An increasing number of countries is implementing algorithmic decision-making and fraud detection systems within their social benefits system. Instead of improving decision fairness and ensuring effective procedures, these systems often reinforce preexisting discriminations and injustices. The talk presents case studies of automation in the welfare systems of the Netherlands, India, Serbia and Denmark, based on research by Amnesty International.
Social security benefits provide a safety net for those who are dependent on support in order to make a living. Poverty and other forms of discrimination often come together for those affected. But what happens, when states decide to use Social Benefit Systems as a playground for automated decision making? Promising more fair and effective public services, a closer investigation reveals reinforcements of discriminations due to the kind of algorithms and quality of the input data on the one hand and a large-scale use of mass surveillance techniques in order to generate data to feed the systems with on the other hand.

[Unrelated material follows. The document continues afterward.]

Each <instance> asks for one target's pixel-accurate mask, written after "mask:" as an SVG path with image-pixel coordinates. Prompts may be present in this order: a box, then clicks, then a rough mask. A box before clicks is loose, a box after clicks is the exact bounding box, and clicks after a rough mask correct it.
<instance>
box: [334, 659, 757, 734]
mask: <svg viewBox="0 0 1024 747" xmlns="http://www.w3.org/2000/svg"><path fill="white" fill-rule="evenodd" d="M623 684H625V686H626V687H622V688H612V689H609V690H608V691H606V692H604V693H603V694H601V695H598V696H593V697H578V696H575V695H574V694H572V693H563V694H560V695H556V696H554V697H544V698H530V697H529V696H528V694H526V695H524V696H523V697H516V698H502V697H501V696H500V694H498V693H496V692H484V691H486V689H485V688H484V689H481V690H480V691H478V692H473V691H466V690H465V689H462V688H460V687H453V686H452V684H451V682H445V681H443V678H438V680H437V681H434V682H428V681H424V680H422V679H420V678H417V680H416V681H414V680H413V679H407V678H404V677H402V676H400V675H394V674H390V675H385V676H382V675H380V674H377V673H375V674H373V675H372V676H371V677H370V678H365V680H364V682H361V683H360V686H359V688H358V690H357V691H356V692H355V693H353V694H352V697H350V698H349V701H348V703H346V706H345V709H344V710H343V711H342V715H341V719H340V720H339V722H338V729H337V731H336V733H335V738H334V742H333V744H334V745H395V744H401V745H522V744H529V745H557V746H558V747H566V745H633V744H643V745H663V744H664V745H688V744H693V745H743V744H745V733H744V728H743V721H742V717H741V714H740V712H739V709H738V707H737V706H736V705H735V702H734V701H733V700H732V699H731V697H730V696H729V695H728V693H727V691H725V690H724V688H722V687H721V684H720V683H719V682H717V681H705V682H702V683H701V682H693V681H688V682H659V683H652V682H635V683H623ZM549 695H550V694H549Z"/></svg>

Amnesty International has conducted case studies in the Netherlands, India, Serbia and, most recently, Denmark. In the Netherlands, the fraud detection algorithm under investigation in 2021 was found to be clearly discriminatory. The algorithm uses nationality as a risk factor, and the automated decisions went largely unchallenged by the authorities, leading to severe and unjustified subsidy cuts for many families. The more recent Danish system takes a more holistic approach, taking into account a huge amount of private data and some dozens of algorithms, resulting in a system that could well fall under the EU's own AI law definition of a social scoring system, which is prohibited. In the cases of India and Serbia, intransparency, problems with data integrity, automation bias and increased surveillance have also led to severe human rights violations.